Jen I swear my oh was the same. I won't go into it but one of the reasons I left is because I felt like a single parent, done everything on my own, he was out all the time , never done a night shift etc. When I split with him he all of a sudden wanted to see her all the time, do over nights. I told him he's not getting over nights coz he doesn't know what he's doing seen as he wouldn't do a night shift. 

When I told him all this his excise was 'its different, when you stayed here I could see her whenever I wanted'.... Yes, but U didn't!


----------



## Jennifurball

Exactly, I couldn't trust him anyway, in the rare times he did help, he didn't wash the bottles before sterilising, guessed on how much water to put in the steriliser, didn't hold her properly and I was on edge etc.
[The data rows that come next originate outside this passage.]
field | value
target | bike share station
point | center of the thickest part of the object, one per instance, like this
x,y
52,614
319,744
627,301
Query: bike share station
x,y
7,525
He thought I was gonna come back, can you believe that? After a row, maybe, but not when he is letting his family report me to SS. :cry:


----------



## teal

It is normal to question your decision :hugs: I know it's easier said that done but try not to let second guessing and what if's drive you crazy :hugs: 

The fact he thought you would go right back to him after allowing his family to involve ss speaks volumes about how little respect he has for you. You're being so, so strong :hugs: 

ps: I was getting confused because two of you lovely ladies are called Jen :haha: I'm a Jen too :D xx


----------



## Jennifurball

lol I guess that name means we are unlucky in love! :blush:

I know it is none of my business now but I have asked him to respect me by not seeing other women just yet, I just can't bear the thought, he said he wouldn't and for me not to, even if I wanted to, which I don't, how could I with a 3.5 month old baby!?

I don't think he will stick to it once he gets used to being single/speaking to friends etc but I made this decision and I have to stick to it.

You are right, to think I would take him back means he doesn't care how he treats me.


----------



## teal

Aww sweetie :hugs: I hope that you don't have to deal with him seeing someone else so soon. If he does then at least it's something else to show you you've made the right decision. From what you've said on your opening post he doesn't deserve to have you or your daughter in his life. You're the one who went through pregnancy and birth, have had your hormones all over the place, he should have been being supportive, not drinking and putting you through hell. 

I know it's hard now because it's still so raw but you really are so strong for getting you and your daughter out of that situation. It won't always feel like this :hugs: xx


----------



## Jennifurball

Thanks, stupid brain has woke me up again early and am going over things but I am starting to slowly accept that we will never be a couple again. Feels far too soon to think about other men but I know so many women who have found amazing men after leaving an abusive one, or maybe they are just normal men but seem amazing after having been treated so crap!


----------



## teal

Hope you're not too tired :hugs: I'm sure you will meet someone who is right for you, you deserve to be happy :hugs: xx


----------



## Jennifurball

He is making it easy for me to get over the split, because he is being a total b*****d with me. Grrr. :finger:


----------



## teal

Definitely use any shit he gives you to reinforce you've made the right decision :hugs: xx


----------



## Jennifurball

He is doing my head in, one minute he is ringing me with abuse, then ringing me to ask me out then saying it is my loss when I say no!! :wacko:


----------



## teal

:hugs: Why do these idiots think being abusive is going to win you over! 

It's most definitely his loss if you say no!! xx


----------



## Jennifurball

Quick update:

He called me early this morning to say he is staying with family in Scotland (sadly the loser who called SS on me), part of me is sad but part of me is glad he is getting away to sort his head. It is in the middle of nowhere so he will HAVE to sort his drinking out.

He called again whilst on the train and started crying and apologising and saying he is missing us both, he even said he would love to sit there feeding her and has realised now what he has lost.

I warned him if his cousins cause me any more bother, I will ban the whole family from seeing her, although I am thinking they won't be bothered about me now we are apart. I am just glad I don't have access issues with him in that he is happy for me to keep her whilst he sorts himself.

It is sad because for once he sounded sober, and was nice to me. But I need to keep remembering the bad times, and there were many of them.


----------